Richard Prince’s “New Portraits” qualifies as a form of expression because the exhibition in its entirety works to express the artist’s desire to highlight American culture’s evolving conception of what a portrait is and to comment on what this evolution says about modern America.
Furthermore, it appears that Mr. Prince’s fair use defense against any claims Ms. Moss could allege concerning advertisements, trade, and merchandising would succeed in court. The advertisements using Ms. Moss’ likeness were directly related to the exhibition and were done so in order to raise awareness of the exhibition and to increase attendance at the museum so that an already protected work of artistic expression could be seen by more people.

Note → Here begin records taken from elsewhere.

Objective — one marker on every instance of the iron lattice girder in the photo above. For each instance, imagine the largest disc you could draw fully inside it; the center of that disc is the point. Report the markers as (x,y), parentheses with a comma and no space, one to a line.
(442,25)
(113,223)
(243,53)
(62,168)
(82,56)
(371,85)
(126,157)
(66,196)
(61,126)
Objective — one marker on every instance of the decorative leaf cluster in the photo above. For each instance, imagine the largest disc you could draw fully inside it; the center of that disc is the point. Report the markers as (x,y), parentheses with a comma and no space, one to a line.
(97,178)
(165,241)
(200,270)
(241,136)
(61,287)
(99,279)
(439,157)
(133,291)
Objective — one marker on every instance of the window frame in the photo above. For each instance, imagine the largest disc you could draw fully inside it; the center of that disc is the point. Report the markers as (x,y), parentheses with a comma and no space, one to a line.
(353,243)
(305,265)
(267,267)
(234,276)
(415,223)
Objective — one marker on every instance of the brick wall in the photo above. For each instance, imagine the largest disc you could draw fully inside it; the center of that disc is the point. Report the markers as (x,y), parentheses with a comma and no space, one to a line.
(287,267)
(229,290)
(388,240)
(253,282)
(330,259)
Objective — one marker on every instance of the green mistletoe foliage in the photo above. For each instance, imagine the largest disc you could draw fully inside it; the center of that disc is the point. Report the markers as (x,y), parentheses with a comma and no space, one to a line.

It has been shown that in many cases, once an artistic expression is given protection of the First Amendment and thereby granted the “newsworthiness and public concern exemption” then to profit off of such artwork does not diminish the protection and exemption it possessed originally. Lastly, since the merchandise uses the artistic expression in its entirety, it will most likely be considered exempt from the right of privacy following the same train of thought used for advertisement and trade. Overall, Ms. Moss should not bring any claims against Richard Prince at this time.